Here are some nominees for Scrooge of the Year.
• A dentist gave a $30 gift certificate to his dental assistant for Christmas. She found the certificate could only be redeemed at an upscale boutique owned by the dentist's wife that carried nothing even close to $30.
• The Great Dickens Christmas Fair in San Francisco decided not to hand out cash bonuses to its employees at Christmas. Instead, each employee received a white painter's cap with the words "Bah Humbug" printed on it.
• Every year, a consumer electronics company in the English town of Grimsby gives its workers the same Christmas bonus: a sack of potatoes. (The owner's cousin owns a potato farm.)
• Andy Grove, the former CEO of Intel, became notorious for his "Scrooge Memo," in which he pointedly reminded employees of their obligation to work a full day on Christmas Eve-or else.
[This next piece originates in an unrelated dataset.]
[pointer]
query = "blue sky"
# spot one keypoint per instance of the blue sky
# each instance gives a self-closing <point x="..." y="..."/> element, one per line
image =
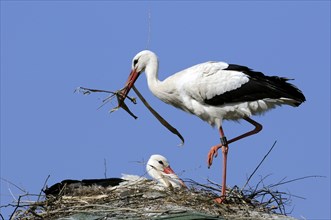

• Richard Martin, a 71-year-old apartment manager in Bay Ridge, New York, got upset one year when someone tore down the Christmas decorations he'd put up in the lobby of his apartment building. So he wrote the following note and sent it to all his tenants: "Dear scumbag: If I catch you, I will kill you where you are. You don't want to f*** with the Irish."
• Colin Wood hated Christmas so much that he rented a fallout shelter for $600 so he could lock himself away for the holidays. He said Christmas provoked too many family arguments and he preferred to avoid the whole thing. His brother gave him a copy of Dickens' A Christmas Carol to read while underground.